“O documento está pronto para análise desde 24 de abril de 2025″, declarou à Lusa a ex-bastonária da Ordem dos Advogados (AO), ressaltando que essa foi a solicitação do Ministério da Justiça enquanto ela ainda ocupava o cargo.
O foco da questão é o atraso na implementação do Regulamento de Remuneração do Advogado Estagiário, com ambos os órgãos, o ministério e a ordem, afirmando que, entre janeiro e agosto deste ano, aguardavam uma resposta uma da outra para que o regulamento pudesse prosseguir.
A partir de 01 de abril de 2024, devido à aprovação da Lei das Ordens Profissionais, a Ordem dos Advogados (OA) passou a exigir o pagamento aos advogados estagiários, que deve ser, no mínimo, equivalente ao salário mínimo mensal acrescido de 25% desse valor.
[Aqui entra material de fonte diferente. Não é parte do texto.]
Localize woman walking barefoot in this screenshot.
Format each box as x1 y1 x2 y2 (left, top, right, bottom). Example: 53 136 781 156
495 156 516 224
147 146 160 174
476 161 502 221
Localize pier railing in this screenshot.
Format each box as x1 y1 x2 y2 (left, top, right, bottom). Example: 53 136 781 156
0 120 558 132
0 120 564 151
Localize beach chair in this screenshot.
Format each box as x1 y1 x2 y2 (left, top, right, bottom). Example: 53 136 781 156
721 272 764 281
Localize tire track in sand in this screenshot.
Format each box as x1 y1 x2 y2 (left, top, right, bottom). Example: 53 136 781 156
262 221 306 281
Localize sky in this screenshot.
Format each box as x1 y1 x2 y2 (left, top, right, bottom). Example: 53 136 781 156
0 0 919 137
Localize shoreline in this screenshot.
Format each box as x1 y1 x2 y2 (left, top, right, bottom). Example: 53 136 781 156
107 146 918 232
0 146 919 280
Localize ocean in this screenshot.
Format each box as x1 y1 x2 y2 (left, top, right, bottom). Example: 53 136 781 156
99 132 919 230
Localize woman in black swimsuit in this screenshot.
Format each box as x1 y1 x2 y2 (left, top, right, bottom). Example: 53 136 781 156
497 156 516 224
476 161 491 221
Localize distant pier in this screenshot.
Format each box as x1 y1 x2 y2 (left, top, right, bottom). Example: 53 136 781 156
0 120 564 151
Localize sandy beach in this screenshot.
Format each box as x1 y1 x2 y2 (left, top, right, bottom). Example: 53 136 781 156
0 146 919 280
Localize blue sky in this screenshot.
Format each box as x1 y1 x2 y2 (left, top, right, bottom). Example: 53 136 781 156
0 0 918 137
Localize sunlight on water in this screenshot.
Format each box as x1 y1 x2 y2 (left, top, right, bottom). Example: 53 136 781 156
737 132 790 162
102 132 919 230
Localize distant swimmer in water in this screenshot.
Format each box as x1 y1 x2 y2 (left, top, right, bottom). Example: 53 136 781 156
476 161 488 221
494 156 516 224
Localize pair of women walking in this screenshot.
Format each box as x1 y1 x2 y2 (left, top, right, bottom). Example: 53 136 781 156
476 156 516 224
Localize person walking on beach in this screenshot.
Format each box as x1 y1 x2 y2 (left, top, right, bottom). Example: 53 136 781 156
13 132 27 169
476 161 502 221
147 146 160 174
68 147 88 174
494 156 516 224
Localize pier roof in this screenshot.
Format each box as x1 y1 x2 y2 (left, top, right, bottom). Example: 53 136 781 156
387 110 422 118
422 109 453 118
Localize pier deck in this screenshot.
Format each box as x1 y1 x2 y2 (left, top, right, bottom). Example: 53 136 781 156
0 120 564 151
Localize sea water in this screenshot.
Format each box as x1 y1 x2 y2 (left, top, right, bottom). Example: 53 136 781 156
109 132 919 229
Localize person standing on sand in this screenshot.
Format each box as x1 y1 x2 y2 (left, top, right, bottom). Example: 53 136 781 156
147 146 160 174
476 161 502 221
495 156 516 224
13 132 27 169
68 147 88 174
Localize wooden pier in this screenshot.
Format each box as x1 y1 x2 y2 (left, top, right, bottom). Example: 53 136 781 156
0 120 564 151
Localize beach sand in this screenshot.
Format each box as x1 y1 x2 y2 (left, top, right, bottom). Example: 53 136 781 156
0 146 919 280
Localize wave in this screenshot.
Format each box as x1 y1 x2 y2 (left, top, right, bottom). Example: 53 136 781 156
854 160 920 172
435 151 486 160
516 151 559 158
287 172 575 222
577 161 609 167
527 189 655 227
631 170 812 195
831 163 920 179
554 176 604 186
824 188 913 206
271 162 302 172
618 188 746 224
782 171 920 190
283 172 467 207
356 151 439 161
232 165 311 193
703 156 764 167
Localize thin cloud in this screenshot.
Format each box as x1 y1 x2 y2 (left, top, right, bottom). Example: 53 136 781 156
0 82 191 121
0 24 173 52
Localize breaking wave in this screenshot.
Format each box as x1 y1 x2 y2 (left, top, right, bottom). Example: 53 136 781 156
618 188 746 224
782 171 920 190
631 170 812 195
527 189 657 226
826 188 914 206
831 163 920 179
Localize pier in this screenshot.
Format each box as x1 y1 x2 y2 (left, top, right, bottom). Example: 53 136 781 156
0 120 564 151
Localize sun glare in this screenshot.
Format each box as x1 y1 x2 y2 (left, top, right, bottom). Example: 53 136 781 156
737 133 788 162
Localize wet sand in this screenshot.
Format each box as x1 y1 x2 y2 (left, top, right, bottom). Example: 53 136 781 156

A ex-bastonária informou que, em janeiro, o Ministério da Justiça solicitou que a ordem submetesse o relatório da consulta pública, o que foi realizado em 24 de abril deste ano.
“O que estão afirmando publicamente que não havia nada lá não é verdade”, enfatizou Fernanda de Almeida Pinheiro, destacando que o que foi requisitado à ordem durante o seu mandato foi enviado ao ministério.
Em setembro de 2024, a associação profissional abriu a consulta pública do projeto de Regulamento de Remuneração do Advogado Estagiário, e em dezembro, o documento foi enviado ao Ministério da Justiça para homologação, um processo que ainda não foi concluído.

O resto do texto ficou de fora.